Working with huge datasets

mkrzyszc · September 2, 2021, 3:25pm

Hi everyone,

I am playing around with RediSearch on huge data payloads (~500k). I have following data structure that is stored as Json:

 {
        public Guid Id;
        public string InvoiceNumber;
        public int Items;
        public Instant? InvoiceDate;
}

For test purposes InvoiceNumber=$“INV_{N}” and Items = n%20 where n <0,500000> and I have following index:

FT.CREATE invoice on JSON PREFIX 1 "invoice:" SCHEMA $.InvoiceNumber as InvoiceNumber TEXT SORTABLE $.Items as Items NUMERIC SORTABLE

I faced few issues with ft.search

ft.search invoice "@InvoiceNumber:INV_*" limit 0 20

shows that 200 items are available

ft.search invoice "@InvoiceNumber:INV_* @Items:[10 10]" limit 0 20

shows that only 10 items are available

ft.search invoice " @Items:[10 10]" limit 0 20

shows that 25000 items are available

Could you please tell me why MAXEXPANSIONS are applied only to TEXT types?

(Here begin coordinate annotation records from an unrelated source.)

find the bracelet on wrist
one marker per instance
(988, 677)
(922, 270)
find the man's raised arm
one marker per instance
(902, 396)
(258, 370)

ft.search invoice "@InvoiceNumber:INV_*"

returns

(integer) 99

(empty array)
(1.52s)

There is empty array, but according to documentation it should return top results accumulated so far

I am not really sure what is happening here. The only solution(and probably not the most elegant), that solves this issue is setting timeout to 0.

With MAXEXPANSIONS set to 500k and TIMEOUT limit behaves really strangely and takes a lot of time. There is no difference for queries with or without limit parameter.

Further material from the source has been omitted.